Hooper termine son article par une conclusion plaintive et si incertaine jusqu’au pathétique : « C’est pourquoi l'Amérique mérite des informations valides et véridiques pour gérer activement la transition de la classe de Nimitz en fin de carrière. Le Congrès a besoin de savoir maintenant si la retraite anticipée de l’USS Truman fait partie d'un grand plan stratégique ou s'il s'agit simplement d'un moyen de s'assurer que suffisamment d’espace est disponible dans les chantiers navals pour réparer les porte-avions défectueux de la classe Ford. »

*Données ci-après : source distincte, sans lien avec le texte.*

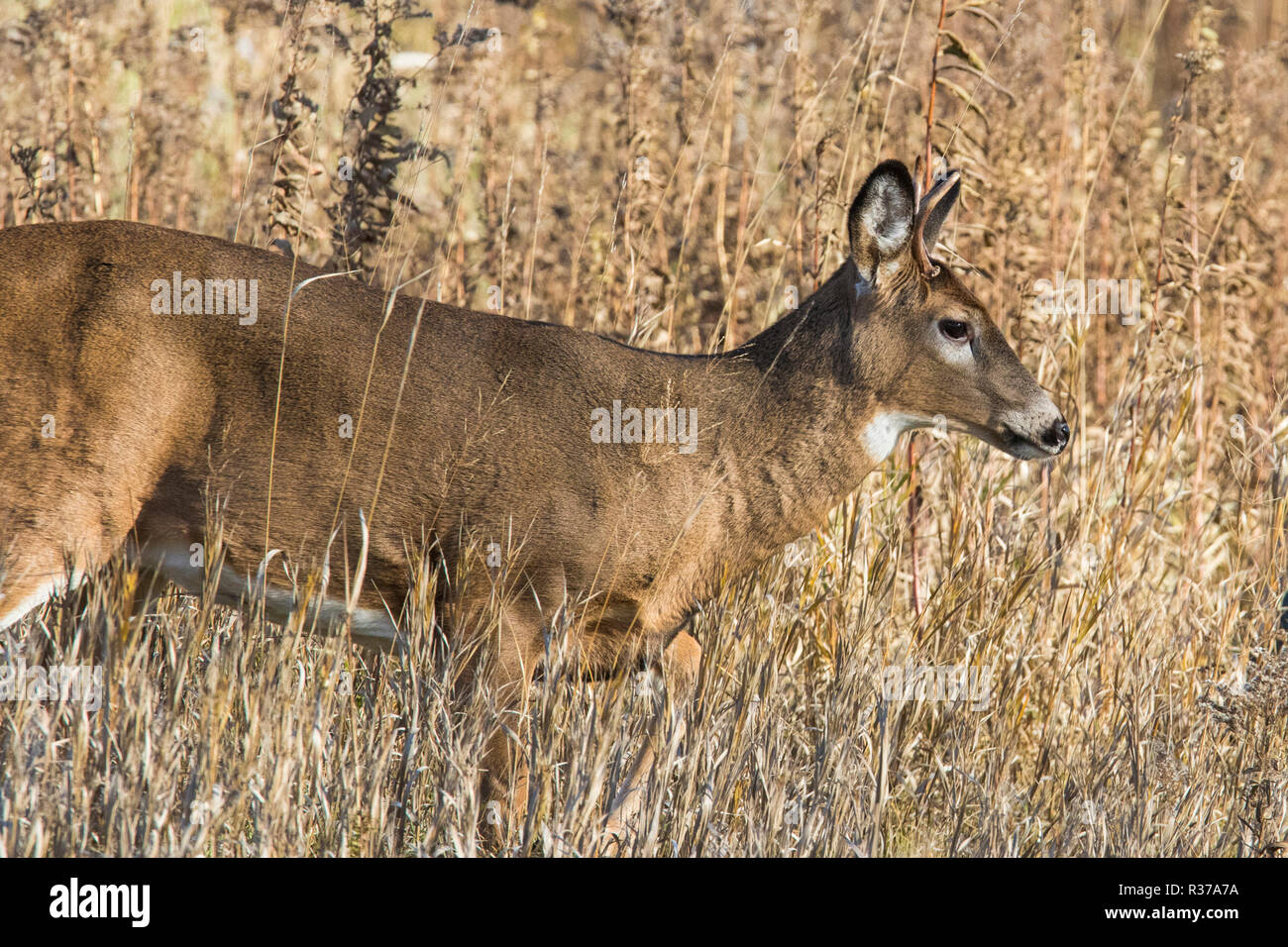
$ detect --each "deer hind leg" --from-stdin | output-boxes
[0,459,172,629]
[597,631,702,856]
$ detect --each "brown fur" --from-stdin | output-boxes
[0,164,1063,845]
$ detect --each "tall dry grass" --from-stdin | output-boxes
[0,0,1288,856]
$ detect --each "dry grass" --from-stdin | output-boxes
[0,0,1288,856]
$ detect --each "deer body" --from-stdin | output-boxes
[0,162,1068,845]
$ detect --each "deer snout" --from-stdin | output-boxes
[1040,417,1069,454]
[993,397,1069,460]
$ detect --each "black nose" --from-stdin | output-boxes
[1042,417,1069,451]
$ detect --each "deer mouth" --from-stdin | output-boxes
[991,424,1064,460]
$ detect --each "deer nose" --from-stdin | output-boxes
[1042,417,1069,453]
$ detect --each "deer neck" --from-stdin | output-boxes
[718,261,906,554]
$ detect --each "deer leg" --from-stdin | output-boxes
[455,600,542,844]
[599,631,702,856]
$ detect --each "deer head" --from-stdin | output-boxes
[849,161,1069,460]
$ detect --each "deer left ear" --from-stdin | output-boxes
[849,161,917,286]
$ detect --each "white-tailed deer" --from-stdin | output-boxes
[0,161,1069,850]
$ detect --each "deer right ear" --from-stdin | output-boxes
[849,161,917,286]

Cette incertitude pathétique vaut certainement pour l’US Navy, pour la puissance navale en général, pour la puissance militaire conventionnelle confrontée aux inconnues et aux surprises de plus en plus catastrophique du technologisme en pleine crise, bref pour tout ce qui constitue le concept de puissance dans une époque si complètement hors du contrôle humain. Le destin du porte-avions et le destin de l’US Navy sont une illustration symbolique d’une très grande force de la Grande Crise d’Effondrement du Système. On comprend que le Congrès soit inquiet et n’y comprenne pas grand’chose. Nous non plus, nous n’y comprenons pas grand’chose, mais sans aucune inquiétude pour autant, – au contraire : c’est bien là le signe de cette Grande Crise.